Perkembangan teknologi informasi telah menjadikan pembuatan konten bisa dilakukan mulai anak SD sampai dengan para profesional. Mulai dari kualitas yang baik hingga biasa-biasa saja. Mulai berbasiskan kajian hingga yang insidental.
Bila konten pada media sosial itu basisnya adalah viralitas, maka ada kesulitan jika pesannya adalah penguatan karakter yang sifatnya kurang menarik. Sehingga dibutuhkan sebuah kajian atau strategi yang jitu.
Sebagai contoh, analisis big data harus dioptimalkan untuk mengetahui permasalahan karakter di kalangan milineal.
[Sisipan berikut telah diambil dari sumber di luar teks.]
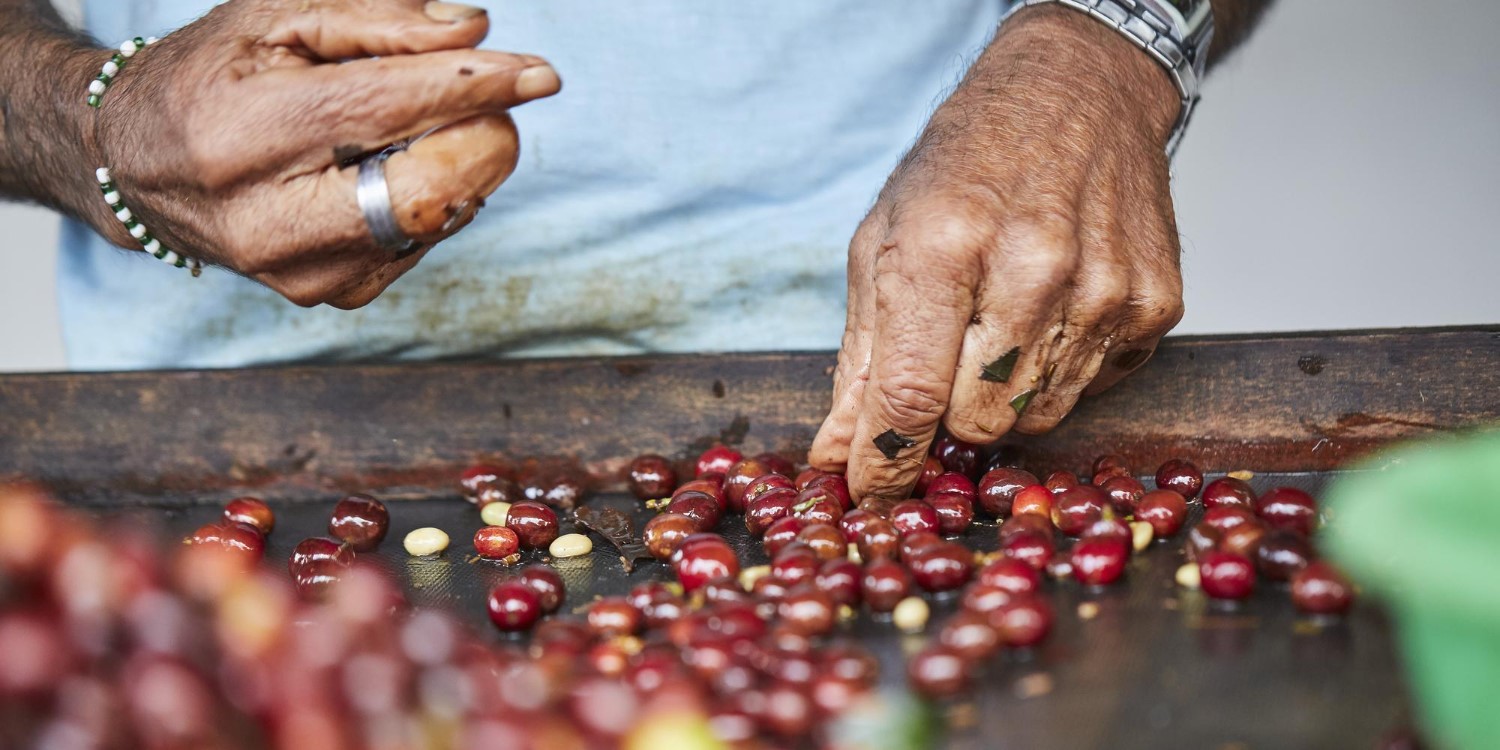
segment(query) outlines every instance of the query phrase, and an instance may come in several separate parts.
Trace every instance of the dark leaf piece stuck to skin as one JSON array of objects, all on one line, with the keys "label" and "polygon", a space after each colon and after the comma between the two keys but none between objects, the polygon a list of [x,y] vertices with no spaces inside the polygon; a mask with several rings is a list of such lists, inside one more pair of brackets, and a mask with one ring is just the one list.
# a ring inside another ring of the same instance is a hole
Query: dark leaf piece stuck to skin
[{"label": "dark leaf piece stuck to skin", "polygon": [[915,440],[908,438],[906,435],[897,435],[894,429],[888,429],[874,438],[874,447],[880,448],[880,454],[888,460],[896,460],[896,456],[902,453],[902,448],[909,448],[915,444]]},{"label": "dark leaf piece stuck to skin", "polygon": [[638,560],[654,560],[651,550],[636,538],[636,526],[630,522],[630,516],[614,508],[596,510],[585,506],[574,510],[573,518],[580,526],[608,538],[615,546],[620,552],[620,562],[626,566],[626,573],[636,568]]},{"label": "dark leaf piece stuck to skin", "polygon": [[1016,360],[1022,358],[1022,348],[1011,346],[998,360],[980,369],[980,380],[988,382],[1010,382],[1011,372],[1016,372]]},{"label": "dark leaf piece stuck to skin", "polygon": [[1026,414],[1026,406],[1030,405],[1032,396],[1036,394],[1036,388],[1026,388],[1011,399],[1011,408],[1016,410],[1016,416]]}]

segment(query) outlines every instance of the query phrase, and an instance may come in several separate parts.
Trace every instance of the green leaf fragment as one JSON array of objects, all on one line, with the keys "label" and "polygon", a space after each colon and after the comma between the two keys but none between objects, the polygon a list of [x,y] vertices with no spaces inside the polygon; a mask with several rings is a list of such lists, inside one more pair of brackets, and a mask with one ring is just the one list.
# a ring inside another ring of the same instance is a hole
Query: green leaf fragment
[{"label": "green leaf fragment", "polygon": [[916,441],[908,438],[906,435],[898,435],[894,429],[888,429],[874,438],[874,447],[880,448],[880,454],[886,460],[896,460],[896,456],[902,454],[902,448],[909,448],[915,446]]},{"label": "green leaf fragment", "polygon": [[1016,360],[1022,358],[1022,348],[1011,346],[994,362],[986,364],[980,369],[980,380],[988,382],[1010,382],[1011,374],[1016,372]]}]

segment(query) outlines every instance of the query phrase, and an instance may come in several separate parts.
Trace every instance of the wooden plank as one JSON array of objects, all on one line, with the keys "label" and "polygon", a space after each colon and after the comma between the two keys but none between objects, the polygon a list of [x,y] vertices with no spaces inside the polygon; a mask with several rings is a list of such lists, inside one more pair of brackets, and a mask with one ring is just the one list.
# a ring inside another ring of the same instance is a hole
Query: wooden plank
[{"label": "wooden plank", "polygon": [[[830,352],[0,376],[0,476],[82,501],[446,490],[482,456],[556,456],[608,484],[716,440],[806,454]],[[1500,327],[1168,339],[1034,464],[1322,471],[1500,418]]]}]

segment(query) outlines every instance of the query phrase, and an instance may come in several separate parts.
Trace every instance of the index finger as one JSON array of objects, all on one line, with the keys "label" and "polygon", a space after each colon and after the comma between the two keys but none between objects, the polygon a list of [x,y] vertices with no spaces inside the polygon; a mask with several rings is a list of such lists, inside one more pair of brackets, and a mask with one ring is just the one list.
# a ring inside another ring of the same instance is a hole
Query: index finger
[{"label": "index finger", "polygon": [[[534,56],[446,50],[339,64],[276,69],[243,81],[242,122],[279,123],[284,159],[262,164],[322,170],[434,128],[501,112],[562,87]],[[274,144],[278,140],[258,138]]]},{"label": "index finger", "polygon": [[974,314],[966,232],[952,222],[897,230],[876,260],[870,381],[849,448],[856,498],[904,498],[921,474]]}]

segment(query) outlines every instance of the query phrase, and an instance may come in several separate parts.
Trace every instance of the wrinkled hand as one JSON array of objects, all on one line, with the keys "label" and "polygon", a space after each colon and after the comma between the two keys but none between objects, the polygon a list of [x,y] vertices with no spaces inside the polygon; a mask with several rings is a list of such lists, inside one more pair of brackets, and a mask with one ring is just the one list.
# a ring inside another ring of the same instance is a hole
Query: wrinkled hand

Sifatnya pun sebaiknya real-time. Sehingga perang pesan yang dilakukan akan membentuk kesempatan-kesempatan pembuatan opini di tengah berkembangnya sebuah opini. Sulit, tapi bisa dilakukan.
Penguatan karakter harus dilakukan secara gerakan perubahan dengan kolaborasi semua elemen ekosistem pendidikan. Seperti pembentukan Duta-duta Karakter Profil Pelajar Pancasila dan Agen Perubahan 3 Dosa Besar Pendidikan serta jangkar-jangkar komunitas secara daring maupun luring.
Bila semua komponen telah terbentuk seperti yang selama ini sudah mulai dilakukan, maka hal yang paling penting adalah menjaga keberlanjutan atau kesinambungan. Bekerjasama dengan orsosmas, K/L, pemerintah daerah dan keluarga.
Penguatan karakter juga membutuhkan tauladan, tanpa itu akan sulit. Tauladan yang bisa secara luring maupun secara daring.
Secara garis besar, penentuan pesan utama dan target sasaran prioritas sebuah konten, produksi dan strategi penyebarluasan konten, pembentukan jangkar-jangkar komunutas daring/luring, pembentukan tokoh seperti Duta Karakter dan Agen Perubahan, pendampingan untuk pemberdayaan, evaluasi periodik dan berkelanjutan dalam rangka perbaikan (adaptif dan fleksibel).